J’ai laissé passer une semaine pour donner une chance aux commentateurs et analystes de se déchaîner sur un sujet qui me semblait idéal. Pour le moment je n’ai pas remarqué de controverse particulière. Je décide donc de mettre les pieds dans le plat.
Avez-vous remarqué que personne ne semble reprocher à Apple de gagner trop d’argent ?
De mon point de vue américain, favorable à la rémunération du capital et du risque dans un environnement concurrentiel, je ne suis pas moralement choqué qu’Apple puisse accumuler quelque 100 milliards de dollars de profits. Passons pour le moment sur le fait qu’une partie de ces profits sont parqués à l’étranger pour éviter d’être taxés aux États-Unis lors de leur rapatriement (j’y reviendrai plus tard).

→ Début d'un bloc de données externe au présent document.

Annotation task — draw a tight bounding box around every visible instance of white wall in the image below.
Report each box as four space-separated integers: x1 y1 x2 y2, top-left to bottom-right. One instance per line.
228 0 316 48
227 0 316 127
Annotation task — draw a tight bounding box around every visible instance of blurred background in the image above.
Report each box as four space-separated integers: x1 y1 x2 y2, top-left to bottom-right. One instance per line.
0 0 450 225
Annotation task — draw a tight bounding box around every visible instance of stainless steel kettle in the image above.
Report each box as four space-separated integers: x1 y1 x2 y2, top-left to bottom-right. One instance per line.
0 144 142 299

Mais dans le contexte populisto-anticapitaliste qui sévit, notamment en France, pays où il est désormais bien vu d’inventer tous les jours de nouvelles taxes pour punir les entreprises ou “les riches”, j’aurais cru que l’argent d’Apple aurait offusqué de bonnes âmes.
Après tout si l’on en croit l’humeur du moment, “si Apple est riche, c’est forcément que la société vole cet argent à quelqun”. Heureusement qu’Apple n’est pas dans le “CAC 40”. La firme cofondée par Steve Jobs serait certainement menacée d’une surtaxe au nom de la solidarité nationale et du “recadrage” des capitalistes.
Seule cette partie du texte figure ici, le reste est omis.